Generally, for FP16, any weight update value that is 2048 times larger than the weight will result in a FP-Addition underflow as it requires a right-shift of 11 times when there are only 10-bit mantissas. This error would be more profound when working with smaller precisions, but it's amazing how modern GPU cores work with FP8(H100) and even FP4(B100).
Loss-Scaling
Recall that most of the gradients tend to lie outside the representable range of FP16, which quickly destabilizes training.
A naive solution is to scale all the gradients by some factor so they reside within the representable range of FP16, but the paper proposes a simpler solution: scale the loss BEFORE any backprop instead.
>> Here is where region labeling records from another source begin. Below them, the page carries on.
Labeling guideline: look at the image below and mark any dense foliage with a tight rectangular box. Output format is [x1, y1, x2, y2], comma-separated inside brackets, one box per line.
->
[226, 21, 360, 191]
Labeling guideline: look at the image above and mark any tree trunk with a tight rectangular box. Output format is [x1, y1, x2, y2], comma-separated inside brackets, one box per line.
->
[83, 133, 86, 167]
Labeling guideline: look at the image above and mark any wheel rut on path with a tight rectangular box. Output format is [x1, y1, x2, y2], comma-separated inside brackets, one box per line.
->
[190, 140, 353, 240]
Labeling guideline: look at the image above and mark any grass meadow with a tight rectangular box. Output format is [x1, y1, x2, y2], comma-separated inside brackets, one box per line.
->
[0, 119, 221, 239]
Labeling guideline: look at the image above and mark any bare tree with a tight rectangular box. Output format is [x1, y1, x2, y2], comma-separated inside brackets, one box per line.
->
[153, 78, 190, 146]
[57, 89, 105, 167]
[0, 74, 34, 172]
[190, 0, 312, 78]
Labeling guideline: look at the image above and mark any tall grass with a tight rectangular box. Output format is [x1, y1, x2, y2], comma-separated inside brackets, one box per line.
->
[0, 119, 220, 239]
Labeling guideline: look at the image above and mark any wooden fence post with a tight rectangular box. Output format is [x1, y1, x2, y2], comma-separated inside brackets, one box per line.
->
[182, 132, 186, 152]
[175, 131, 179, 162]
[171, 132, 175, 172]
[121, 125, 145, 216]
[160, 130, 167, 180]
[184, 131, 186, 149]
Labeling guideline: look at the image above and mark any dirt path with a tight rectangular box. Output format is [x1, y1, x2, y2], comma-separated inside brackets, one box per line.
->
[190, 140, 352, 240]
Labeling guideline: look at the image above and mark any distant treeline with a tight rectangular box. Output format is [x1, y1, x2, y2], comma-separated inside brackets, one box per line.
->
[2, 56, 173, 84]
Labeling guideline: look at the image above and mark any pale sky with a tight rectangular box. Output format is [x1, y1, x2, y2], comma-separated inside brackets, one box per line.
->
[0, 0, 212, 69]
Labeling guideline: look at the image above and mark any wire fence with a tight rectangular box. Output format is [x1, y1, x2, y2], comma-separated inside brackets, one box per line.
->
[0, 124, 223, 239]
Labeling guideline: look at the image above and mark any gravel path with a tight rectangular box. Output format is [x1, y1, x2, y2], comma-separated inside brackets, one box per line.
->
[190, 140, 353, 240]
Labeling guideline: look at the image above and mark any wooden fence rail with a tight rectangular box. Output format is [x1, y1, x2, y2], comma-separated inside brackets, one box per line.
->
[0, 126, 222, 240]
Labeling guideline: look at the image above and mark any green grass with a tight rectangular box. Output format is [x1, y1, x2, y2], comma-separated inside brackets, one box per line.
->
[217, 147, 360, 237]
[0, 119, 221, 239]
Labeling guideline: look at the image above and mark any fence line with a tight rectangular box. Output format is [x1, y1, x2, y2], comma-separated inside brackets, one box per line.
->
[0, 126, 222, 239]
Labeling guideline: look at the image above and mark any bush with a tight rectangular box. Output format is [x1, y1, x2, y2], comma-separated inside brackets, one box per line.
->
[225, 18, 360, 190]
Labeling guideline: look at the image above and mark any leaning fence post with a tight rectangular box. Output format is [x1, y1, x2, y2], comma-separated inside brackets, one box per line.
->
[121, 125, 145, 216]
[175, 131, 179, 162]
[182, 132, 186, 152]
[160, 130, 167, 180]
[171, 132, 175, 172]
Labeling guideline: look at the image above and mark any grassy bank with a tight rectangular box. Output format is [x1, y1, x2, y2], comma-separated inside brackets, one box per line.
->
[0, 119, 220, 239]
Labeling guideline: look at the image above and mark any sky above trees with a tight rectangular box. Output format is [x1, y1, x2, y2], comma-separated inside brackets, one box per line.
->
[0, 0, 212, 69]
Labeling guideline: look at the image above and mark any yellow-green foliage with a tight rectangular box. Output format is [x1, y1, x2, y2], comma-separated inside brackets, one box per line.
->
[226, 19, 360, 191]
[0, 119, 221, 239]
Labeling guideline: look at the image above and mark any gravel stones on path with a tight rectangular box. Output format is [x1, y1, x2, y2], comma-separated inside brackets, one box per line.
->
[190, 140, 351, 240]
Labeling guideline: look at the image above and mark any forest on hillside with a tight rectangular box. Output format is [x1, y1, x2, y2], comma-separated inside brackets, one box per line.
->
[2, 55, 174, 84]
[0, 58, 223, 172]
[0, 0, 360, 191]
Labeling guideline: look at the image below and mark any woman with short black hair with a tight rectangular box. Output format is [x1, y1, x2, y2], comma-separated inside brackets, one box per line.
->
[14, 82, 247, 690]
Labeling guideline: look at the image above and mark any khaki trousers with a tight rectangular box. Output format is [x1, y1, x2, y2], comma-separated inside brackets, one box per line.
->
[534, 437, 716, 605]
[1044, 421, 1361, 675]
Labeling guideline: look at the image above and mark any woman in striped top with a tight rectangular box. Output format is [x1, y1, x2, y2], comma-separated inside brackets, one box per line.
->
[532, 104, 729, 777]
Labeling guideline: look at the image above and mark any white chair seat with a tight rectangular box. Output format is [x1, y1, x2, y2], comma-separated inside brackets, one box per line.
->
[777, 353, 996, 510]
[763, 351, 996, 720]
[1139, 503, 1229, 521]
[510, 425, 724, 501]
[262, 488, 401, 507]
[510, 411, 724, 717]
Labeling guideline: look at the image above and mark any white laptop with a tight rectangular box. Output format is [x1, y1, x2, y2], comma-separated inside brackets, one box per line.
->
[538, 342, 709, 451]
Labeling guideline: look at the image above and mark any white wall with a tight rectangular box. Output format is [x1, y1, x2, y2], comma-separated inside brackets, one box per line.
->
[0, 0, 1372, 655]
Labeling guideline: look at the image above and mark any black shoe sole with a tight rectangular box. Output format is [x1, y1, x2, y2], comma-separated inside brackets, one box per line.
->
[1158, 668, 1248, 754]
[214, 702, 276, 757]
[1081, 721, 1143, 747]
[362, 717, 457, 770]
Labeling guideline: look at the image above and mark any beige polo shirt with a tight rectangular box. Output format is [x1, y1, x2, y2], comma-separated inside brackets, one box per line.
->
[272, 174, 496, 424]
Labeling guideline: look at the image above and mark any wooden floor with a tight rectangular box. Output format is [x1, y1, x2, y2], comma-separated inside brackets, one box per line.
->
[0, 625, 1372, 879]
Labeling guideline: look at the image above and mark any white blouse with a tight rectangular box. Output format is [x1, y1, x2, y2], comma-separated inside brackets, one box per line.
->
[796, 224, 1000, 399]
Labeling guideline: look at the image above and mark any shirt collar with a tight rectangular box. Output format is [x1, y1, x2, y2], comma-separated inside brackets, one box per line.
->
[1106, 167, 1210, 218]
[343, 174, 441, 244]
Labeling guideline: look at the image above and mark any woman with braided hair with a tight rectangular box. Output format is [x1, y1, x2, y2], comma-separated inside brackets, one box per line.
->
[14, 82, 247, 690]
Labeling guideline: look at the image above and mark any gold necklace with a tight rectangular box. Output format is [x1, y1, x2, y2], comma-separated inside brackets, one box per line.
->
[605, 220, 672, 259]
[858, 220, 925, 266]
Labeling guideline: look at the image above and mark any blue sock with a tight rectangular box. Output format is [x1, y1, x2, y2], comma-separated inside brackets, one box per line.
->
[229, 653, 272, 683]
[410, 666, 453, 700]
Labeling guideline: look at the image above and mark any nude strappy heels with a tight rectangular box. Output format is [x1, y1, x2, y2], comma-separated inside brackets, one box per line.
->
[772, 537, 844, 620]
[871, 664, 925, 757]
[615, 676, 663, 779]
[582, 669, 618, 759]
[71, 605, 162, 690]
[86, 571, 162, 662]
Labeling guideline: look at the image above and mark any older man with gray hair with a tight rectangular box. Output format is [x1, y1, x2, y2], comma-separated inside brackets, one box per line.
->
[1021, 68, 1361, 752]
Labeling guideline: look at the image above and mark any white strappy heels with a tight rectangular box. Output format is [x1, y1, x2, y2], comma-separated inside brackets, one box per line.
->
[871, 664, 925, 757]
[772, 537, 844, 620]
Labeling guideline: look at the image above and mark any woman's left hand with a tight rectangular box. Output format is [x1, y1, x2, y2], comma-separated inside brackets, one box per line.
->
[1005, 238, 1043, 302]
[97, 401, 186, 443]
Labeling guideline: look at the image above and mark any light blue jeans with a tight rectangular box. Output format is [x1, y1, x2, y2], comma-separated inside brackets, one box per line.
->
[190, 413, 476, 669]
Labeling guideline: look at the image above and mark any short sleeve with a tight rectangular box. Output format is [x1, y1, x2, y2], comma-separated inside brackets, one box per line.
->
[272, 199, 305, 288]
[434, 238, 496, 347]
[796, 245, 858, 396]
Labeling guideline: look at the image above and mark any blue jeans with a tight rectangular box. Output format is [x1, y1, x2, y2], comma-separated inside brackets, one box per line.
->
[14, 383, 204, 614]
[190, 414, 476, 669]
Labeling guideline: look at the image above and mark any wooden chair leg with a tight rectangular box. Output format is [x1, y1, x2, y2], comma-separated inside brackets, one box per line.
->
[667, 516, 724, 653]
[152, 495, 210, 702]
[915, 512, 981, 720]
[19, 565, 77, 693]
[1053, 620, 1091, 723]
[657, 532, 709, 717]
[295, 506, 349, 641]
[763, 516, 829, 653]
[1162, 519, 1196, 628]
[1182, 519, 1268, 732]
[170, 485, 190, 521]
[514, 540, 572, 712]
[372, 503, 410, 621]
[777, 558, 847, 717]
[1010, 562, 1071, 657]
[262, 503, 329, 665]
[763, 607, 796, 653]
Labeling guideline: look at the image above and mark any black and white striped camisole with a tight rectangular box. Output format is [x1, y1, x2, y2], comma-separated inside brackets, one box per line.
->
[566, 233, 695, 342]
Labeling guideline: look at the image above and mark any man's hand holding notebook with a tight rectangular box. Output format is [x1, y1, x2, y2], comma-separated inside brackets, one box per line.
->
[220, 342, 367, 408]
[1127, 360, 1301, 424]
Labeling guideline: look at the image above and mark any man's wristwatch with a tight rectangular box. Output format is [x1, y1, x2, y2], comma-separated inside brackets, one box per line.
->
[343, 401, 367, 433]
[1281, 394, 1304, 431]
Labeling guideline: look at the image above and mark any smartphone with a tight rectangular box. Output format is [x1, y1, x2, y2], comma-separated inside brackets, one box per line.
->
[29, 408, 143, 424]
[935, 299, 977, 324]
By the chain rule, all the following gradients will be scaled by the same factor, making this a simple one-liner change.
It is important to remember to unscale the gradients before performing the weight update. So technically it is a two-liner change instead of one.
Accumulating FP16 Products into FP32
The paper says the stable training of some models required accumulating partial products of FP16 vector dot-products into FP32 to prevent performance drops. Solutions to this is a gray area where joint efforts in software and hardware advancements are made.
First, hardware advancements were inventing specialized GPU cores that support FP32 accumulations of FP16 inputs. This was first introduced in 2017 with NVIDIA's Tesla V100 GPUs(1st Gen Tensor Core). A series of NVIDIA's Tensor Core evolutions following this is an interesting story of its own. NVIDIA's SOTA GPU in 2024, the B100/B200 built with the Blackwell architecture, now carries 5th Gen Tensor Cores along with a 2nd Gen Transformer Engine that supports FP4(how FP4 is achieved is for another post, but the tldr is Microscaling Data Formats).
Although this paper did not cover optimizations in software for MPT, separate implementations of gradient accumulation, optimizers, and tensor parallelisms are necessary for efficient MPT execution in models with more than a billion parameters. This is also for another post where I will look at advanced mixed precision training techniques(the recent Microsoft's FP8-LM paper and NVIDIA's Microscaling Data Formats).
Downsides of Vanilla MPT
Memory of Optimizer States are Not Reduced
Most modern NNs uses the Adam optimizer to train, which has to keep track of the 1st and the 2nd order gradient moment. This is quite expensive, but vanilla MPT does not address reducing these.
Increased Complexity due to Reduced Dynamic Range
Techinques like loss-scaling mitigate the reduced dynamic range of FP16, but this increases complexity in the training pipeline. This is why the the BF16-FP32 MPT scheme was used more commonly over FP16-FP32 scheme as BF16 covers the same dynamic range with FP32.
References
[1] Micikevicius et al. 2017. "Mixed Precision Training."
[2] White Papers for NVIDIA's Volta, Turing, Ampere, Ada Lovelace, Hopper Architecture.